Plainsong (Plainsong #1)(4)
The two boys leaned their bikes against the milk wagon, and with a jackknife Ike cut the twine. Then they knelt and counted the stack of papers into two piles and began to roll and rubber-band them.
When they were almost finished Ralph Black walked out of the ticket office and stood over the boys, his long shadow hanging across them, obscuring them while he watched them work. He was a gaunt old man with a paunch, he was chewing a cigar.
How come you little boys are late this morning? he said. The papers been there almost a hour.
We aren’t little boys, Bobby said.
Ralph laughed. Maybe not, he said. But you’re still late.
They didn’t say anything.
Ain’t you, Ralph said. I said, Ain’t you still late.
What’s it to you? Ike said.
What’s that?
I said . . . He didn’t finish but went on rolling papers, kneeling on the cobbles beside his brother.
That’s right, Ralph Black said. You don’t want to say something like that again. Or somebody might just paddle your little behind. How would you like me to do that for you? I will, by God.
He stared down at the tops of their heads. They refused to say anything or even to acknowledge him, so he looked out along the train tracks and spat brown tobacco over their heads toward the rails.
And stop leaning those bikes against that wagon there. I told you that before, he said. Next time I’ll call your dad.
The boys finished rolling the papers and stood up to put them into the canvas bags on their bikes. Ralph Black watched them with satisfaction, then spat again onto the nearest track and returned to his office. When the door was shut Bobby said, He never told us that before.
He’s just an old dogfart, Ike said. He never told us anything before. Let’s go.
They separated and began their individual halves of the route. Between them they had the entire town. Bobby took the older, more established part of Holt, the south side where the wide flat streets were lined with elm trees and locust and hackberry and evergreen, where the comfortable two-story houses were set back in their own spaces of lawn and where behind them the car garages opened out onto the graveled alleys, while Ike, for his part, took the three blocks of Main Street on both sides, the stores and the dark apartments over the stores, and also the north side of town across the railroad tracks, where the houses were smaller with frequent vacant lots in between, where the houses were painted blue or yellow or pale green and might have chickens in the back lots in wire pens and here and there dogs on chains and also car bodies rusting among the cheetweed and redroot under the low-hanging mulberry trees.
To deliver the Denver News took about an hour. Then they met again at the corner of Main and Railroad and rode home, pedaling over the washboards in the gravel. They passed the line of lilac bushes in the side yard of Mrs. Frank’s house, the fragrant blooms long dead now and dry and the heart-shaped leaves dusty with the traffic, and rode past the narrow pasture, the tree house in the silver poplar in the corner, and turned in onto the drive at home and left their bikes beside the house.

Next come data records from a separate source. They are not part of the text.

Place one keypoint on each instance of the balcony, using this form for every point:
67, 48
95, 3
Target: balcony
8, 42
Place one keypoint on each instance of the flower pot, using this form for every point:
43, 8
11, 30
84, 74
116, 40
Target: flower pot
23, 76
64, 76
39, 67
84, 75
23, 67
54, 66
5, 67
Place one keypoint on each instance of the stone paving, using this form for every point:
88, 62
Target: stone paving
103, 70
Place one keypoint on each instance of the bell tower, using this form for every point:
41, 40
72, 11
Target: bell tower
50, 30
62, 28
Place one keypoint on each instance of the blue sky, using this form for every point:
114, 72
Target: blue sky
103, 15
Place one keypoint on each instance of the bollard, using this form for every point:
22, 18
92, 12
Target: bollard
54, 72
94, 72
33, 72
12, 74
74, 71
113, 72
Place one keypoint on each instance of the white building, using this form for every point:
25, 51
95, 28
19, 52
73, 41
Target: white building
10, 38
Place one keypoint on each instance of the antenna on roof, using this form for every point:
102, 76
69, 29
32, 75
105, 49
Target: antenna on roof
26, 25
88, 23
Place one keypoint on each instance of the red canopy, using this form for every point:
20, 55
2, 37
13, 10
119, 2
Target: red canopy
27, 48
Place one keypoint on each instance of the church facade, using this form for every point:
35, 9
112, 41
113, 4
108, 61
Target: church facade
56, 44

Upstairs in the bathroom they combed their hair wet, drawing it up into waves and fluffing it with their cupped hands so it stood up stiffly over their foreheads. Water trickled down their cheeks and dribbled behind their ears. They toweled off and went out into the hallway and stood hesitant before the door until Ike turned the knob and then they entered the hushed half-lit room.
She lay in the guest bed on her back now with her arm still folded across her face like someone in great distress. A thin woman, caught as though in some inescapable thought or attitude, motionless, almost as if she were not even breathing. They stopped inside the door. There were the brief lines of light at the edges of the drawn window shades and from across the room they could smell the dead flowers in the vase on the tall chest of drawers.
Yes? she said. She did not stir or move. Her voice was nearly a whisper.
Mother?
Yes.
Are you all right?
You can come over here, she said.
They approached the bed. She removed her arm from over her face and looked at them, one boy then the other. In the dim light their wet hair appeared very dark and their blue eyes were almost black. They stood beside the bed looking at her.
Do you feel any better? Ike said.
Do you feel like getting up? said Bobby.
Her eyes looked glassy, as if she were suffering from fever. Are you ready for school now? she said.
Yes.
What time is it?
They looked at the clock on the dresser. Quarter of eight, Ike said.
You better go. You don’t want to be late. She smiled a little and reached a hand toward them. Will you each give me a kiss first?
They leaned forward and kissed her on the cheek, one after the other, the quick embarrassed kisses of little boys. Her cheek felt cool and she smelled like herself. She took up their hands and held them for a moment against her cool cheeks while she looked at their faces and their dark wet hair. They could just bear to glance at her eyes. They stood waiting uncomfortably, leaning over the bed. At last she released their hands and they stood up. You’d better go on, she said.
Goodbye, Mother, Ike said.
I hope you get better, Bobby said.
They went out of the room and closed the door. Outside the house in the bright sunlight again they crossed the drive and went across Railroad Street and walked down in the path through the ditch weeds and across the railroad tracks and through the old park toward school. When they arrived at the playground they separated to join their own friends and stood talking with the other boys in their own grades until the first bell rang and called them into class.